ABSTRACT
Introduction
The Age-Friendly Health Systems (AFHS) initiative aims to improve care for older adults through the “4Ms” framework: What Matters, Medication, Mentation, and Mobility. Despite national momentum and evidence within individual M domains, limited evidence guides outpatient AFHS implementation of the 4Ms as a set.
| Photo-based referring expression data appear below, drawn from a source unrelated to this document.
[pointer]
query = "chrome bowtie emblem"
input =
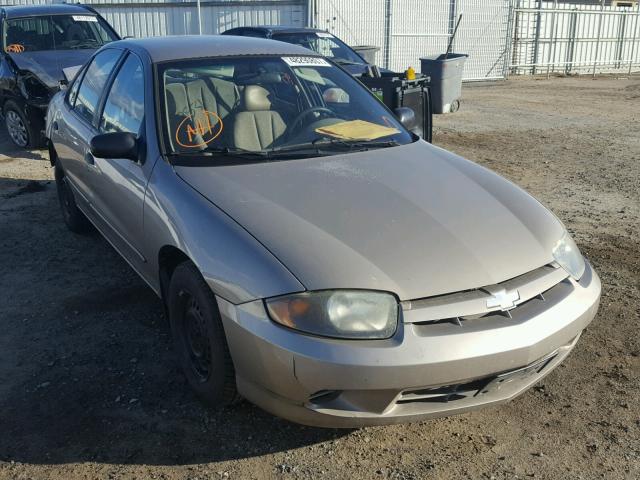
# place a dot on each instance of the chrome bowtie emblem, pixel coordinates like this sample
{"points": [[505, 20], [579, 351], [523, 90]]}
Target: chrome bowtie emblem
{"points": [[503, 299]]}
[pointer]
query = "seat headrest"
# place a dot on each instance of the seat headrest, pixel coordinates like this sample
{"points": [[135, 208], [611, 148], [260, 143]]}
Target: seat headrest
{"points": [[256, 98]]}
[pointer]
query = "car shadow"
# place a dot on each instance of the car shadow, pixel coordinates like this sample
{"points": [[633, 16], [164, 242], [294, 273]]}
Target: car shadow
{"points": [[87, 371], [9, 151]]}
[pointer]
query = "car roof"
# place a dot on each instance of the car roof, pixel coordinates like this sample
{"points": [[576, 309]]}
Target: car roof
{"points": [[37, 10], [281, 29], [162, 49]]}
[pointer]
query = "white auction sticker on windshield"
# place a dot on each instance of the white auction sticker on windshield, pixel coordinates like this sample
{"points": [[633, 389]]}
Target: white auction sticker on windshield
{"points": [[306, 62], [84, 18]]}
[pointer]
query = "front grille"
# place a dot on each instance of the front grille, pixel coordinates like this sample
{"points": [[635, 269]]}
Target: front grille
{"points": [[534, 288]]}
The objective of this systematic review was to summarize the evidence of the impact of AFHS implementation in outpatient settings.
Methods
We searched Medline, EMBASE, CINAHL, Cochrane, and clinicaltrials.gov from 2015 to November 22, 2024. Comparative studies that implemented all 4Ms in outpatient settings were included. Risk of bias was assessed using questions derived from the Cochrane Risk of Bias tool for RCTs and the Risk of Bias In Non-randomized Studies—of Intervention tool for other study designs, and results were summarized using GRADE methodology.
Results
Twelve US-based studies met inclusion criteria. Overall, implementing AFHS interventions was associated with improved process measures across all 4Ms, though the effectiveness of specific implementation strategies could not be determined. Outcome and structural measures were infrequently reported. Study heterogeneity and poor reporting limited generalizability.
Discussion
Findings underscore the urgent need for standardized, outcomes-oriented AFHS measurement before policy and payment reforms, such as CMS’s Age-Friendly Hospital Measure, are expanded into outpatient settings. To advance meaningful transformation, future research must prioritize implementation fidelity, outcome evaluation, and measures that reflect older adults’ values and lived experiences.